Transmission artists also show in Host at Tramway where 50 anarchic Glasgow and London artists assemble to present a jumbled display that will puzzle most visitors.

The argument as to what exactly art is these days could begin anywhere (some question anything that moves slightly away from picture windows on a landscape), but here fundamentals are thrown up in the air and some, like basic skills, dispensed with altogether.

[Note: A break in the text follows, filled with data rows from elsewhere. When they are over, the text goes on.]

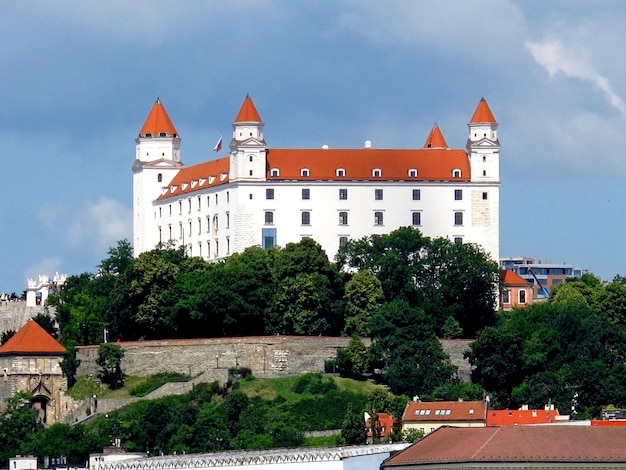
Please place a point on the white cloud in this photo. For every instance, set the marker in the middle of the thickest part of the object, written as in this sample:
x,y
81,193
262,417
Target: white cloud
x,y
573,63
101,224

The definition of art has always been open to debate. The trap of admiring manual dexterity or mere technique in favour of content is common and to be avoided. Recently, even 97-year-old Mary Armour was forced to restate that, for her, painting was an intellectual pursuit like writing or composing. ''The thinking takes far more time than the actual manipulation of the oil paint,'' she emphasised. Another friend, insisting that originality of concept is the only possible definition for art, made the analogy that painting realistic trompe l'oeil effects is merely like taking a food recipe or a dressmaking pattern and reproducing it. When ideas, intellect, and issues are non-existent or in short supply; when technique is all, it certainly produces craft, not art.

Where this argument begins in relation to Host's melange of video, text, sound, found objects, assemblages, and suchlike, remains to be seen.

But one thing's for sure,

you can't accuse Glasgow of being boring!